Opinion of the Court by

Judge Nunn —

Affirming.

This action was brought by appellant, John Nicholson, under section 1956, Kentucky Statutes, to recover the sum of $12,000 alleged by him to have been lost by wagering on horse races, to Larry Laffon, between June 1, 1908, and September 1, 1909. Nicholson claimed that Laffon was the agent of his co-appellee, Alvey; that he lost the money to Laffon who collected and paid it over *344to Alvey. This is the manner in which he- claims Alvey came into possession of the money he lost on the horse races • during the time stated. The petition does not specify any sum that was lost during any certain twenty-four hours between the dates named. The allegations of the petition are, in substance: That he wagered $5 and upwards on dates not specified, only as being between June 1, 1908, and September 1, 1909; and that he lost by making these wagers more than $12,000 during that time.

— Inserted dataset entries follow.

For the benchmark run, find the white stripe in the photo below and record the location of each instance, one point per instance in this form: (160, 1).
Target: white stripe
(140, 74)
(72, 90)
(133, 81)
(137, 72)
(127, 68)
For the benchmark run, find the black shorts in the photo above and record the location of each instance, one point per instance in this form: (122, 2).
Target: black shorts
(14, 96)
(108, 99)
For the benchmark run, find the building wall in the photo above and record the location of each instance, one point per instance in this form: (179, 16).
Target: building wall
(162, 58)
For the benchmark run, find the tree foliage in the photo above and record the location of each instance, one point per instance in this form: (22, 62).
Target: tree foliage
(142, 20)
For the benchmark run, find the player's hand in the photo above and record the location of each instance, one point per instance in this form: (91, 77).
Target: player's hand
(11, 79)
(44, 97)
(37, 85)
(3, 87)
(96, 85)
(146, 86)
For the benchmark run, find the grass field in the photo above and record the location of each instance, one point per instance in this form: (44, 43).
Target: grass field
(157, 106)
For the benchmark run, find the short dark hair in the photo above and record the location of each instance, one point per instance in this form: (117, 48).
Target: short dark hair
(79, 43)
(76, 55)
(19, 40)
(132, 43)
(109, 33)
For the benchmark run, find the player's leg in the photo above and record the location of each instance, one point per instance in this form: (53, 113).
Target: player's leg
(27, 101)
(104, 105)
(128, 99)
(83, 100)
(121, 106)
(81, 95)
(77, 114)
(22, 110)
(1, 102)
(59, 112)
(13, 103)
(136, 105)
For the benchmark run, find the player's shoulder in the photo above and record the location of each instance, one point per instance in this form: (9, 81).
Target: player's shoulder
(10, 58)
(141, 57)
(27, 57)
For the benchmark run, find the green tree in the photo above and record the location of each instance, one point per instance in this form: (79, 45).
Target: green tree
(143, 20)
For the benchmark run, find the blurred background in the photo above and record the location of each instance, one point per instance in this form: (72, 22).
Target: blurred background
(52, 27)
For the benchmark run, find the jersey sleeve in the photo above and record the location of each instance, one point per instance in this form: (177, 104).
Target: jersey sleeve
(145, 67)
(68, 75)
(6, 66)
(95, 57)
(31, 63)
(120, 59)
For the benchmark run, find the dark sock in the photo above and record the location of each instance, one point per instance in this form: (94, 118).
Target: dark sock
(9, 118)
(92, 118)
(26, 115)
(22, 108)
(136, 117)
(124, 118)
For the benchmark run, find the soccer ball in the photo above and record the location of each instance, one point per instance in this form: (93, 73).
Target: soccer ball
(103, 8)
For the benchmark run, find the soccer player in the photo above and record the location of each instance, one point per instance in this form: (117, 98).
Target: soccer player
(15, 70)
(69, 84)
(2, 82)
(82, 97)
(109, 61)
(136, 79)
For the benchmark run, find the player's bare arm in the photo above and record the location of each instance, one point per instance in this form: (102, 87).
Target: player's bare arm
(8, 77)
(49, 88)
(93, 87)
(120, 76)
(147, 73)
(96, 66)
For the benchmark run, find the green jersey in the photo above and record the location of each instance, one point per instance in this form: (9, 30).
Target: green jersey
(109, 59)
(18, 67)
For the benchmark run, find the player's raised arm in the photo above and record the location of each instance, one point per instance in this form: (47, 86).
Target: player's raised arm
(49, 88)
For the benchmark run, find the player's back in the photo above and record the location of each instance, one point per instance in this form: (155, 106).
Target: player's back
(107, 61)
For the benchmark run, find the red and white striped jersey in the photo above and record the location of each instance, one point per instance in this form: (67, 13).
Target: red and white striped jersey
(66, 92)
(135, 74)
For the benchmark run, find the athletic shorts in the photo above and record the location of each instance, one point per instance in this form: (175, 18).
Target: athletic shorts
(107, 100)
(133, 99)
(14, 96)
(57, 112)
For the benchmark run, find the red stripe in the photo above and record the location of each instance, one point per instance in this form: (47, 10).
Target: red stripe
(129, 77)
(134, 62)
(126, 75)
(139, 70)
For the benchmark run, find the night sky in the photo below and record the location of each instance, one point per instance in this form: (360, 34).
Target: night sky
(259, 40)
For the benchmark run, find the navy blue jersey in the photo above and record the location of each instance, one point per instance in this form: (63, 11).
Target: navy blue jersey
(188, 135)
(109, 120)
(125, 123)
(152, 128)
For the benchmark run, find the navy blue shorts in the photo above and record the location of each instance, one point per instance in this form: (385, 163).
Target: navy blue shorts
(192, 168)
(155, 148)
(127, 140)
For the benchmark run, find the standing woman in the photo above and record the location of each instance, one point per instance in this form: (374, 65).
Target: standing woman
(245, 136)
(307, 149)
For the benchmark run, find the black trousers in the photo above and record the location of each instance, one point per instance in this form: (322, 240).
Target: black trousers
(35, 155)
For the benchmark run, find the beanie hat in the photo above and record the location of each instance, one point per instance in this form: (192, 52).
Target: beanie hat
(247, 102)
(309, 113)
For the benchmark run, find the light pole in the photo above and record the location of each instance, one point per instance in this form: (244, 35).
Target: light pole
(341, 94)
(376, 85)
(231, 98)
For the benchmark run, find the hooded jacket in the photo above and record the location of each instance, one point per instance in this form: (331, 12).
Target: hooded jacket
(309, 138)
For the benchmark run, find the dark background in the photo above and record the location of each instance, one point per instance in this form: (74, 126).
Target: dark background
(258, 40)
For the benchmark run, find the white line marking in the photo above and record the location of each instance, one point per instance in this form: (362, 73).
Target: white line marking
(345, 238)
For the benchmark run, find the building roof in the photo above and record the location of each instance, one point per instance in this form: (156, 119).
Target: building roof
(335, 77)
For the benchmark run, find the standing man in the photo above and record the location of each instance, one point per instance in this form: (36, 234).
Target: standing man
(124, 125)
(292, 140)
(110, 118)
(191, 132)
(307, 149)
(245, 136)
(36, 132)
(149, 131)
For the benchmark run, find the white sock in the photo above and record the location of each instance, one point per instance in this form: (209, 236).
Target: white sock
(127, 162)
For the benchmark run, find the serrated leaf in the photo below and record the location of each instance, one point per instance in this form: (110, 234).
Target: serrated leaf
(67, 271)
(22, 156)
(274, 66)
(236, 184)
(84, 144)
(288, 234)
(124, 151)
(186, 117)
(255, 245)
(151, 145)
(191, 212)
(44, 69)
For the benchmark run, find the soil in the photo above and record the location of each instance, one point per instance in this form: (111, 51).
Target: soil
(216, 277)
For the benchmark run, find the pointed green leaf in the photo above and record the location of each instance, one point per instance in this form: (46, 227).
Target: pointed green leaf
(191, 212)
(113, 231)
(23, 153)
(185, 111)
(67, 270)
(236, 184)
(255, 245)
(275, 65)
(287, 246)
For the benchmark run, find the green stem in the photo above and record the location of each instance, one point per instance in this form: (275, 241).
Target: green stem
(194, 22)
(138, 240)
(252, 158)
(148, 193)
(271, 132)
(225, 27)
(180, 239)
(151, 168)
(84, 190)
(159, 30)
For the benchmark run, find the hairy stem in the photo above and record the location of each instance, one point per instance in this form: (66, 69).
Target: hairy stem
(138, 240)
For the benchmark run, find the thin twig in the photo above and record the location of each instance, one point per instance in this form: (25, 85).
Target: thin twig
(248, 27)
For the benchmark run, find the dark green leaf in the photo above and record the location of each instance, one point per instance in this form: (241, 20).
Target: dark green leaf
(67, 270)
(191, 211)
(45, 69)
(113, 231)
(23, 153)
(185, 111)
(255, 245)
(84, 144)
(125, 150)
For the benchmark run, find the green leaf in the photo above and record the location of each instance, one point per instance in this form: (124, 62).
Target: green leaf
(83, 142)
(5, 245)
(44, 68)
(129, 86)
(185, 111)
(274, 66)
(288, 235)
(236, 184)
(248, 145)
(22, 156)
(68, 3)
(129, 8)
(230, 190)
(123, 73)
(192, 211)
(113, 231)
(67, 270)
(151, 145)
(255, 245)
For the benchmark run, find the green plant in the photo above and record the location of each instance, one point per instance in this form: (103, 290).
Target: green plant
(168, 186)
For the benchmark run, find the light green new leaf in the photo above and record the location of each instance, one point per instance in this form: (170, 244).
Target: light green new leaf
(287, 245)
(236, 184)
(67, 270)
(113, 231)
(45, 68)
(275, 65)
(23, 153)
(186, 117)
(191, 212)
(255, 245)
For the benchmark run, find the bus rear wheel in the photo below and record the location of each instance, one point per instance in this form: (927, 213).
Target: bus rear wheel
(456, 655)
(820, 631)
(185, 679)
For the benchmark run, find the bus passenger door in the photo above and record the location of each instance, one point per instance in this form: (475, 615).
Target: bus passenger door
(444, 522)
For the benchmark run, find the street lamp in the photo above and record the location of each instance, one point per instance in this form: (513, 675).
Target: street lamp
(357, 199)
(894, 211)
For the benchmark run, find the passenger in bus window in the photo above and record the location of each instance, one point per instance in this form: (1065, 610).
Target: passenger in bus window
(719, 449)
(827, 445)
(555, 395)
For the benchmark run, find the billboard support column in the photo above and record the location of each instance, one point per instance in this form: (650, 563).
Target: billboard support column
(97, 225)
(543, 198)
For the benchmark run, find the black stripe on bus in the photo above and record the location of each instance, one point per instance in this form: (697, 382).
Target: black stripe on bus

He. also filed an amended petition in which he made the Western Union Telegraph Company, the Cumberland Telephone & Telegraph Company and the Louisville Home Telephone Company defendants, and alleged that, within five years next preceeding July 1, 1908, and July 1, 1910, the telegraph and telephone companies knowingly and unlawfully, for hire and recompense, by and through their agents and employes furnished to Edward Alvey and his co-appellee and agent, Larry Laffon, by and through their various lines and wires, telephone and telegraph instruments, information of horse races being run on divers days between the dates named and on various race tracks and at various points in the United States, Canada and elsewhere, and by this wrongful conduct enabled Alvey and his co-appellee, Laffon, to conduct and operate an office in the city of Louisville, county of Jefferson, to receive, make and lay wagers on the outcome of horse races; that appellant lost by reason of such unlawful information, the sum of $12,000 within the time stated, in amounts of $5 and more within periods of twenty-four hours; and he prayed judgment against appellees for $12,000.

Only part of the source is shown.